Paris in the Present Tense: A Novel



JULES CROSSED THE Pont des Arts, where recently scores of thousands of padlocks fastened by hopeful couples to the grills beneath the railings had glittered in the sun. Now that the locks were removed, the panels that replaced the grilles to which they had been attached were covered with graffiti: “Dojo loves Priam,” “Jean-Paul loves Anneka from Groningen.” Though the locks, in being too heavy in their collectivity, may have endangered the railings, they had been a boon to local hardware stores, and as if the gold were real their brassy finish seemed not to fade. He remembered how not long before he had stopped to examine one of these locks. It had a chromed bolt, it was of foreign manufacture, with “333” engraved upon it, and hot to the touch. He had wondered if the two people who fastened it to the bridge to commemorate their love were still together, and how long it would be until not a single couple thus commemorated was intact or living.

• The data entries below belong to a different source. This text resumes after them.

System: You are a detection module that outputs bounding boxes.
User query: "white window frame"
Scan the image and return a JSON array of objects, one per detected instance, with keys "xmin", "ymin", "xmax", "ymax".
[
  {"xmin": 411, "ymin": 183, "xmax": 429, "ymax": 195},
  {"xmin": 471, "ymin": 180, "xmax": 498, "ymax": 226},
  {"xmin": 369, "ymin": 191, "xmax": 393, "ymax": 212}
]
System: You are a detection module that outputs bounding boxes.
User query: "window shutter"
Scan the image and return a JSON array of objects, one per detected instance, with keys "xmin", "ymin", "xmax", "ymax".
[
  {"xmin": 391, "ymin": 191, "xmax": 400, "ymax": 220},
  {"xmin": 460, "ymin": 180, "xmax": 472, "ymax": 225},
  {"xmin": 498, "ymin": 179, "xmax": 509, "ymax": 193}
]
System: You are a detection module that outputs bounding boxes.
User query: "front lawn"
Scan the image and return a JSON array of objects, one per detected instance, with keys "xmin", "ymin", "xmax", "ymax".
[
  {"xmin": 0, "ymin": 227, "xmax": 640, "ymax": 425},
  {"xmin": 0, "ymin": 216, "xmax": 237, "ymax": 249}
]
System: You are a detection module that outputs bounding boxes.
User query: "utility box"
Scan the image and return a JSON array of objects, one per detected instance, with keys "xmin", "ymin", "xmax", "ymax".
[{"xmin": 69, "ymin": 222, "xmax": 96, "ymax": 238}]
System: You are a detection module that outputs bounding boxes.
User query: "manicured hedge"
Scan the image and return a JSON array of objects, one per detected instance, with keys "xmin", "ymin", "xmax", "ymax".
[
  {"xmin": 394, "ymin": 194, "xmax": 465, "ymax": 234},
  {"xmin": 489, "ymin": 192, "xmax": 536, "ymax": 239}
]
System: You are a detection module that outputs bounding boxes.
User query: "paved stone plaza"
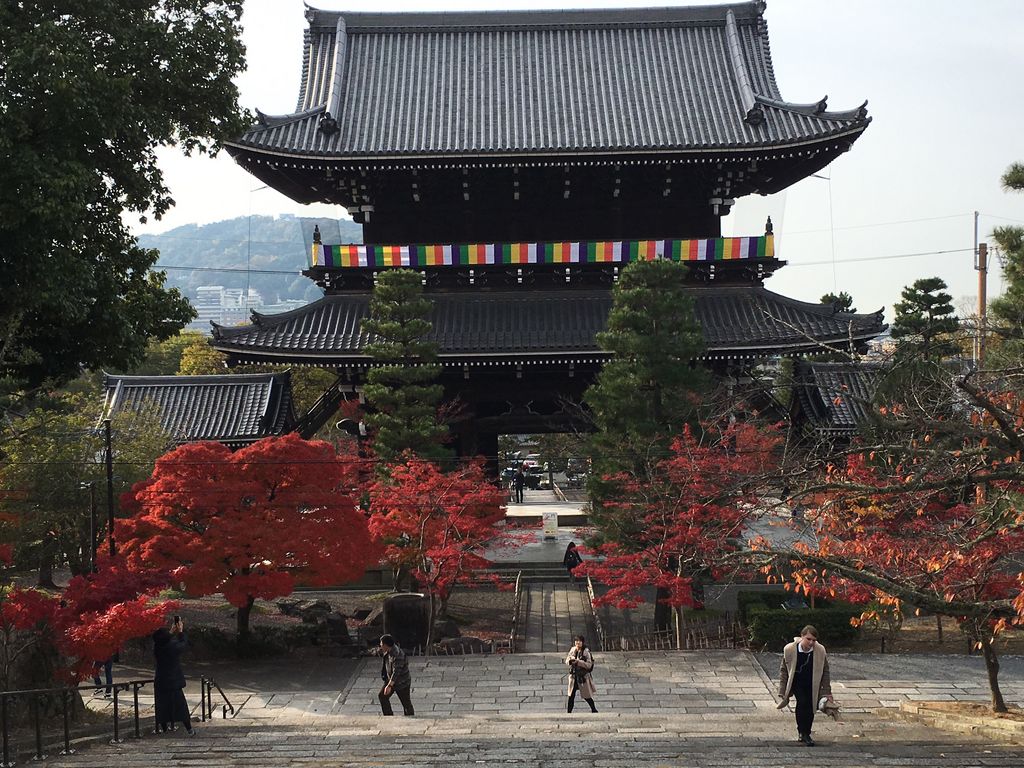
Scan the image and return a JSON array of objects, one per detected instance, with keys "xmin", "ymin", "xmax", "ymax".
[{"xmin": 49, "ymin": 651, "xmax": 1024, "ymax": 768}]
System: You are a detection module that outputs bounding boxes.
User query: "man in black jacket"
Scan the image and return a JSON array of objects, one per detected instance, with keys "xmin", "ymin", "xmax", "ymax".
[{"xmin": 377, "ymin": 635, "xmax": 416, "ymax": 717}]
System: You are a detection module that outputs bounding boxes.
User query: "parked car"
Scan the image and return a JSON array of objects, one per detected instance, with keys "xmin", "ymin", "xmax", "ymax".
[{"xmin": 524, "ymin": 466, "xmax": 545, "ymax": 490}]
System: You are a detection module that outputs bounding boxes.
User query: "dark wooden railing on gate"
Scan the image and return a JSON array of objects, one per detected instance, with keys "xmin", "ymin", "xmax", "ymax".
[
  {"xmin": 509, "ymin": 570, "xmax": 522, "ymax": 653},
  {"xmin": 587, "ymin": 577, "xmax": 609, "ymax": 650},
  {"xmin": 0, "ymin": 677, "xmax": 236, "ymax": 768},
  {"xmin": 603, "ymin": 613, "xmax": 749, "ymax": 650}
]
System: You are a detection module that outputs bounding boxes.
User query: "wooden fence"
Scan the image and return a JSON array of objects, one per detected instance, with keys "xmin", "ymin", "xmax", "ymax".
[{"xmin": 601, "ymin": 613, "xmax": 749, "ymax": 650}]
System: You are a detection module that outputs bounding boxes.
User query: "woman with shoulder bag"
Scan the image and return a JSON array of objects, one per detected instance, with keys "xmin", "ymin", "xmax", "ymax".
[{"xmin": 565, "ymin": 635, "xmax": 597, "ymax": 712}]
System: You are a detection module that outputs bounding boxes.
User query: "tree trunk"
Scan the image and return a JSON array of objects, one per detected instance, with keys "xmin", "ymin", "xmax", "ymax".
[
  {"xmin": 654, "ymin": 587, "xmax": 672, "ymax": 630},
  {"xmin": 423, "ymin": 590, "xmax": 437, "ymax": 656},
  {"xmin": 234, "ymin": 595, "xmax": 256, "ymax": 648},
  {"xmin": 675, "ymin": 605, "xmax": 686, "ymax": 650},
  {"xmin": 36, "ymin": 542, "xmax": 56, "ymax": 590},
  {"xmin": 980, "ymin": 636, "xmax": 1007, "ymax": 712}
]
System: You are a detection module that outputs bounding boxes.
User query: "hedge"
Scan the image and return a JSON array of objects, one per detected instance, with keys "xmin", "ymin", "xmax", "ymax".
[{"xmin": 736, "ymin": 592, "xmax": 861, "ymax": 650}]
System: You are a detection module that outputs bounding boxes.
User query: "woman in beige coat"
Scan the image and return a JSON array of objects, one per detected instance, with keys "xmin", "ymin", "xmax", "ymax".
[
  {"xmin": 565, "ymin": 635, "xmax": 597, "ymax": 712},
  {"xmin": 778, "ymin": 625, "xmax": 833, "ymax": 746}
]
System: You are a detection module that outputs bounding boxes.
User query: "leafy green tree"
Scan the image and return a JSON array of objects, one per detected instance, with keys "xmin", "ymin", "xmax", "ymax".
[
  {"xmin": 362, "ymin": 269, "xmax": 447, "ymax": 464},
  {"xmin": 175, "ymin": 334, "xmax": 231, "ymax": 376},
  {"xmin": 892, "ymin": 278, "xmax": 959, "ymax": 360},
  {"xmin": 585, "ymin": 260, "xmax": 707, "ymax": 524},
  {"xmin": 131, "ymin": 331, "xmax": 209, "ymax": 376},
  {"xmin": 0, "ymin": 0, "xmax": 246, "ymax": 386},
  {"xmin": 991, "ymin": 163, "xmax": 1024, "ymax": 354},
  {"xmin": 584, "ymin": 260, "xmax": 708, "ymax": 626},
  {"xmin": 172, "ymin": 332, "xmax": 337, "ymax": 416},
  {"xmin": 0, "ymin": 390, "xmax": 173, "ymax": 586},
  {"xmin": 821, "ymin": 291, "xmax": 857, "ymax": 312}
]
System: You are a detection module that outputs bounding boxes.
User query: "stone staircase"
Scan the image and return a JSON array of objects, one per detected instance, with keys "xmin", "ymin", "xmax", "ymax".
[{"xmin": 47, "ymin": 651, "xmax": 1024, "ymax": 768}]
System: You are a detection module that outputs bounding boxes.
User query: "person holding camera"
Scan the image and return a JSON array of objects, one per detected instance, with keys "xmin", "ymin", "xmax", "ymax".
[
  {"xmin": 565, "ymin": 635, "xmax": 597, "ymax": 712},
  {"xmin": 377, "ymin": 635, "xmax": 416, "ymax": 717},
  {"xmin": 153, "ymin": 616, "xmax": 196, "ymax": 736}
]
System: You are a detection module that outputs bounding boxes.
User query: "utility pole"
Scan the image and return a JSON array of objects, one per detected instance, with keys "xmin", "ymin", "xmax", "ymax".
[
  {"xmin": 103, "ymin": 419, "xmax": 118, "ymax": 557},
  {"xmin": 974, "ymin": 243, "xmax": 988, "ymax": 369},
  {"xmin": 78, "ymin": 480, "xmax": 99, "ymax": 573}
]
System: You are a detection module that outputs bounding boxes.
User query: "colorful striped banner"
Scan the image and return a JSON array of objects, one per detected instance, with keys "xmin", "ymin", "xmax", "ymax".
[{"xmin": 309, "ymin": 234, "xmax": 775, "ymax": 269}]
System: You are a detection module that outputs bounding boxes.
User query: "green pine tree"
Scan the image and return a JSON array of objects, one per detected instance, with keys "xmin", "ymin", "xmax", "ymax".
[
  {"xmin": 892, "ymin": 278, "xmax": 959, "ymax": 360},
  {"xmin": 821, "ymin": 291, "xmax": 857, "ymax": 312},
  {"xmin": 991, "ymin": 163, "xmax": 1024, "ymax": 358},
  {"xmin": 362, "ymin": 269, "xmax": 447, "ymax": 466},
  {"xmin": 585, "ymin": 260, "xmax": 707, "ymax": 528}
]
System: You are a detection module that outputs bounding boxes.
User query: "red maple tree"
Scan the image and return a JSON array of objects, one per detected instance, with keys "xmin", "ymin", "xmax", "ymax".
[
  {"xmin": 774, "ymin": 445, "xmax": 1024, "ymax": 712},
  {"xmin": 370, "ymin": 454, "xmax": 512, "ymax": 647},
  {"xmin": 119, "ymin": 434, "xmax": 377, "ymax": 644},
  {"xmin": 0, "ymin": 558, "xmax": 177, "ymax": 689},
  {"xmin": 579, "ymin": 423, "xmax": 779, "ymax": 643}
]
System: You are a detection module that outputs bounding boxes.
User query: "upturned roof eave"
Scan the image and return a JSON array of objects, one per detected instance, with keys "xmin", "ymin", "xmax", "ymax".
[
  {"xmin": 224, "ymin": 123, "xmax": 871, "ymax": 164},
  {"xmin": 305, "ymin": 0, "xmax": 765, "ymax": 32}
]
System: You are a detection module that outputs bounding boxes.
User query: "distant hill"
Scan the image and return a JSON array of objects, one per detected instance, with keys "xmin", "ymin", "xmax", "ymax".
[{"xmin": 138, "ymin": 214, "xmax": 362, "ymax": 304}]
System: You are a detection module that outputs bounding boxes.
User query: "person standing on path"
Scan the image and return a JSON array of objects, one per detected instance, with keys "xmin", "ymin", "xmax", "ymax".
[
  {"xmin": 565, "ymin": 635, "xmax": 597, "ymax": 712},
  {"xmin": 153, "ymin": 616, "xmax": 196, "ymax": 736},
  {"xmin": 92, "ymin": 653, "xmax": 118, "ymax": 698},
  {"xmin": 377, "ymin": 635, "xmax": 416, "ymax": 717},
  {"xmin": 562, "ymin": 542, "xmax": 583, "ymax": 584},
  {"xmin": 778, "ymin": 625, "xmax": 833, "ymax": 746},
  {"xmin": 512, "ymin": 466, "xmax": 526, "ymax": 504}
]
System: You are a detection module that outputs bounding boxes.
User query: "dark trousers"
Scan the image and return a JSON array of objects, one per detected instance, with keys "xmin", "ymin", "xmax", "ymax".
[
  {"xmin": 793, "ymin": 681, "xmax": 817, "ymax": 735},
  {"xmin": 154, "ymin": 688, "xmax": 191, "ymax": 732},
  {"xmin": 92, "ymin": 658, "xmax": 114, "ymax": 696},
  {"xmin": 565, "ymin": 682, "xmax": 597, "ymax": 712},
  {"xmin": 377, "ymin": 685, "xmax": 416, "ymax": 717}
]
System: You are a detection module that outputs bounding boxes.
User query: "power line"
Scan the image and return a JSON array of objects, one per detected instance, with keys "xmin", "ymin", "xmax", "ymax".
[
  {"xmin": 788, "ymin": 248, "xmax": 974, "ymax": 266},
  {"xmin": 781, "ymin": 213, "xmax": 966, "ymax": 238},
  {"xmin": 151, "ymin": 264, "xmax": 302, "ymax": 274}
]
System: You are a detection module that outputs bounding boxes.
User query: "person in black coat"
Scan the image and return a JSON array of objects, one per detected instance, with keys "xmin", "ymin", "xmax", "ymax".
[
  {"xmin": 512, "ymin": 467, "xmax": 526, "ymax": 504},
  {"xmin": 562, "ymin": 542, "xmax": 583, "ymax": 584},
  {"xmin": 153, "ymin": 616, "xmax": 196, "ymax": 736}
]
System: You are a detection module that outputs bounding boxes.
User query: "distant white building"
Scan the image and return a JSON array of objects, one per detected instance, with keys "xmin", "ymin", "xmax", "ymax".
[{"xmin": 189, "ymin": 286, "xmax": 263, "ymax": 332}]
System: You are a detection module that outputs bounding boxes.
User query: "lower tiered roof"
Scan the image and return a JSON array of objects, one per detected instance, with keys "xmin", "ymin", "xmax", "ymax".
[
  {"xmin": 212, "ymin": 285, "xmax": 885, "ymax": 367},
  {"xmin": 103, "ymin": 371, "xmax": 296, "ymax": 447}
]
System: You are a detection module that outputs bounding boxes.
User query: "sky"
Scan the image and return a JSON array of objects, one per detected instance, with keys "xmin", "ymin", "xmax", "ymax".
[{"xmin": 134, "ymin": 0, "xmax": 1024, "ymax": 321}]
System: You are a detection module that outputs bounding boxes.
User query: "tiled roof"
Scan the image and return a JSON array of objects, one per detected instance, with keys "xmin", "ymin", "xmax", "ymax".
[
  {"xmin": 794, "ymin": 360, "xmax": 882, "ymax": 433},
  {"xmin": 212, "ymin": 286, "xmax": 885, "ymax": 362},
  {"xmin": 103, "ymin": 372, "xmax": 295, "ymax": 445},
  {"xmin": 232, "ymin": 2, "xmax": 869, "ymax": 158}
]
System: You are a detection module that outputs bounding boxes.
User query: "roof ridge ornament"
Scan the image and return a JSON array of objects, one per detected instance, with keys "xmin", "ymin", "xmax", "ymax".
[
  {"xmin": 725, "ymin": 8, "xmax": 765, "ymax": 126},
  {"xmin": 316, "ymin": 111, "xmax": 341, "ymax": 136}
]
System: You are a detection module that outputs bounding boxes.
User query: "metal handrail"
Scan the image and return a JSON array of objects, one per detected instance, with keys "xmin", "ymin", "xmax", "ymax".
[
  {"xmin": 509, "ymin": 570, "xmax": 522, "ymax": 653},
  {"xmin": 0, "ymin": 679, "xmax": 153, "ymax": 768},
  {"xmin": 200, "ymin": 675, "xmax": 234, "ymax": 723},
  {"xmin": 587, "ymin": 577, "xmax": 608, "ymax": 650}
]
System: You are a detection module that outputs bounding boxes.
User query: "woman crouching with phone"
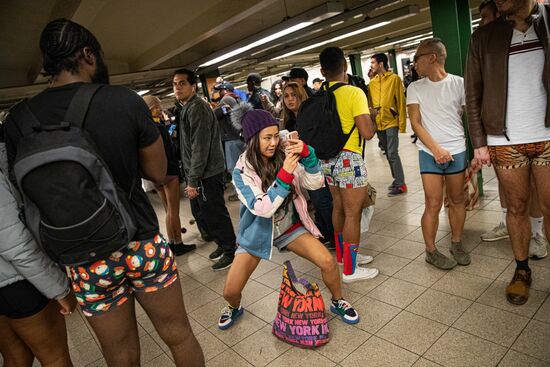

If both partners made it to the end, would that count as perpetual? Would they have to die on the same day, or at the same instant? If separated by years, would the loyalty of the one who was left count for perpetuity?

He was walking to the Quartier latin to take the last few things from his office, give the key to the new occupant, and, if desired, acquaint him with the idiosyncrasies of the room, the problematic radiator, and the almost stuck window. Jules would inform him of where the sun struck in different seasons, the restaurants nearby, and whom to call on the custodial staff.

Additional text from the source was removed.